My solution would be to transform the par 4 into a par 3 over the canyon, like the awesome 174-yard fifth hole called "Bottomless Pit" pictured above. Or, better yet, move the green to the end of the fairway to create a drivable par 4, leaving the canyon in play for misses right.
Copper Rock had no such issues that afternoon. Utah's newest course will be the centerpiece of a 960-acre housing/resort development still emerging from a dramatic landscape. The 6,970-yard course was designed by local architect Dale Beddo. Each nine ends at the same place - an elevated, double green below the spot where the clubhouse will eventually be built. A pond separates the ninth and 18th fairways. Copper Rock adds another must play to St. George, especially given its location 20 minutes away from Sand Hollow Golf Resort, where we stayed that night.
Day 3: A grand finale of red rocks
In a similar way that Wolf Creek draws golfers to Mesquite, Sand Hollow's Championship course seduces golfers to visit St. George. The back nine is Instagram crack, the kind of photos of the red-rock clifftops that wow social media accounts. Unfortunately, a frost delay forced our group into only playing the back nine or we would have lost valuable time exploring Zion National Park that afternoon. That back nine ranks among the best finishing loops in the West. It's that good.

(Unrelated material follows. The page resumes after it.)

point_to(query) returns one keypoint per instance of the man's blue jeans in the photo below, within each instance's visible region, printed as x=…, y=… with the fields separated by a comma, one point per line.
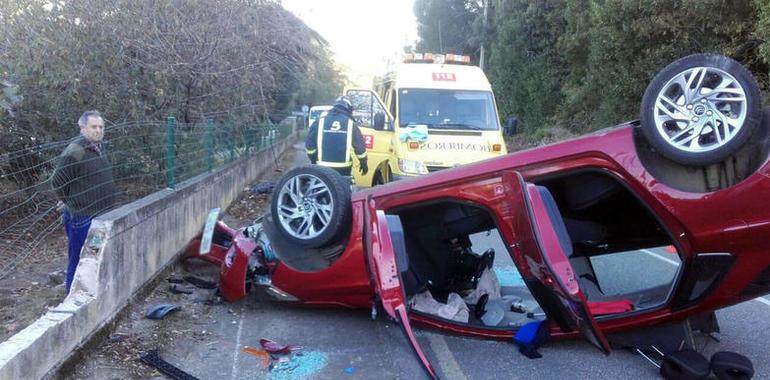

With the frost a distance memory, the sunny afternoon at Zion National Park couldn't have been more perfect. The park's shuttle system wasn't too crowded on a mid-week day in fall. Getting off at the "Temple of Sinawava" stop at the back of the park, we made the simple hour-long hike to the mouth of the Narrows, where the more adventurous hikers explored deeper into the canyon, walking the Virgin River in wet suits and waterproof boots (both available for rent outside the park gates). It's an adventure now firmly at the top of my bucket list.
Everywhere you look at Zion (and Snow Canyon, for that matter) is a site to behold. More than 4.3 million tourists visited in 2018, making it the fourth most popular national park. Driving back to Sand Hollow, we stopped for dinner at the Stage Coach Grille in La Verkin. The large portion of ribs and steaks served were meant for the appetite of starving hikers.
It's too bad my flight out the next day out of the tiny St. George airport wasn't late enough to squeeze in more activities. Sand Hollow also sports an extra nine holes, the Links course; a nine-hole par 3, the Wee course; and a Putting course. The spacious accommodations come stocked with microwaves and small fridges for extended stays. The food at The Grille in the clubhouse was excellent. There's even the Sand Hollow State Park next door, good for swimming, boating and scuba diving in the reservoir or driving UTVs across sand dunes. I could have stayed another three days and found more places to count steps.
If you're coming to St. George for golf, bring your adventurous spirit, too. The wonderful outdoors is calling.